Local chiropractor testifies, denies allegations


By Peter H. Milliken

The tailbone adjustment is lawful and clinically accepted, the chiropractor says.

YOUNGSTOWN — Dr. Gregory S. Dew denied allegations of sexual abuse made against him by his former gymnastics students and chiropractic patients as he testified in his own defense.

“I’m just telling the truth as I know it,” Dr. Dew said under cross-examination Wednesday by Natasha K. Frenchko, assistant county prosecutor. “There are two sides to every story. I’m giving you my side.”

Dr. Dew’s jury trial began Monday before Judge R. Scott Krichbaum of Mahoning County Common Pleas Court.

Dr. Dew, 46, of Kelly Park Road, Columbiana, is on trial on multiple rape and gross sexual imposition charges contained in two indictments.

The first indictment alleges he engaged in sexual activity with two girls, ages 15 to 17, who were his students at the Youngstown Gymnastics Center in Boardman between 1990 and 1992, before he became a chiropractor.

Dr. Dew was fired from the Physicians Diagnostic and Rehabilitation Center in Boardman, where he was a chiropractor, immediately after his March 2007 arrest on those charges.

The second indictment alleges Dr. Dew sexually abused three adult women who were his chiropractic patients between 2005 and 2007.
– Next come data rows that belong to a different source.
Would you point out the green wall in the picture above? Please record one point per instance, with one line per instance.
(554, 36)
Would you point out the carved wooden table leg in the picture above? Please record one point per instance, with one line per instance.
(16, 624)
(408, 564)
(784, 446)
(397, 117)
Dr. Dew said there were typically 50 to 100 people in the gym at the gymnastics center, including students and coaches, and that he was never alone with either of the gymnastics students he was accused of sexually abusing.

Under examination by his lawyer, Elizabeth Kelley of Cleveland, he acknowledged having once been in a hot tub with one of the girls with many other people in and around the hot tub, but he denied placing his hand under the girl’s bikini.

He acknowledged hugging one of the girls at a roadside rest stop while a caravan of contestants was returning home from a national qualifying meet in order to console her after her disappointing performance, but said their lips accidentally touched.

“I didn’t really intend to kiss her at all,” he said, adding that the encounter occurred while she was calling her father from a pay telephone.

He acknowledged giving the girl back massages “always in the context of coaching’’ but he denied fondling her breasts while doing so.

Dr. Dew was charged with three counts of rape of a Columbiana County woman he was treating for a tailbone injury in his chiropractic practice, with the crimes allegedly having occurred between May 2005 and March 2007.

With her permission and with an attendant always in the treatment room, Dr. Dew said he resorted to internal adjustment of her tailbone digitally through her rectum, which he said is a lawful and medically accepted procedure, after other less-invasive treatments failed.

The woman, who said she had been abused, testified Dr. Dew inserted his finger into her vagina three times during treatments, and the prosecution contended that there is no clinically accepted procedure for doing so.

Dr. Dew said he inserted his finger into her vagina only once with her permission to take pressure off her pelvis after she was injured in a fall in her driveway.

“All these ladies I just mentioned, they’re all out to get you. Is that right?” Frenchko asked in her cross-examination.

Dr. Dew said he wasn’t sure of the motivation of his former gymnastics students “to come forward 18 years later and make charges against me.” But he said he believes one of the accusers among his chiropractic patients has “a large financial stake in this” because she has filed a $100,000 civil lawsuit against him.

“So, are you saying that everyone else is lying except for you?” Frenchko asked.

“There are some things that were said up here that I think are blatant lies. I think there are things up here that were said that are gross misunderstandings,” Dr. Dew replied.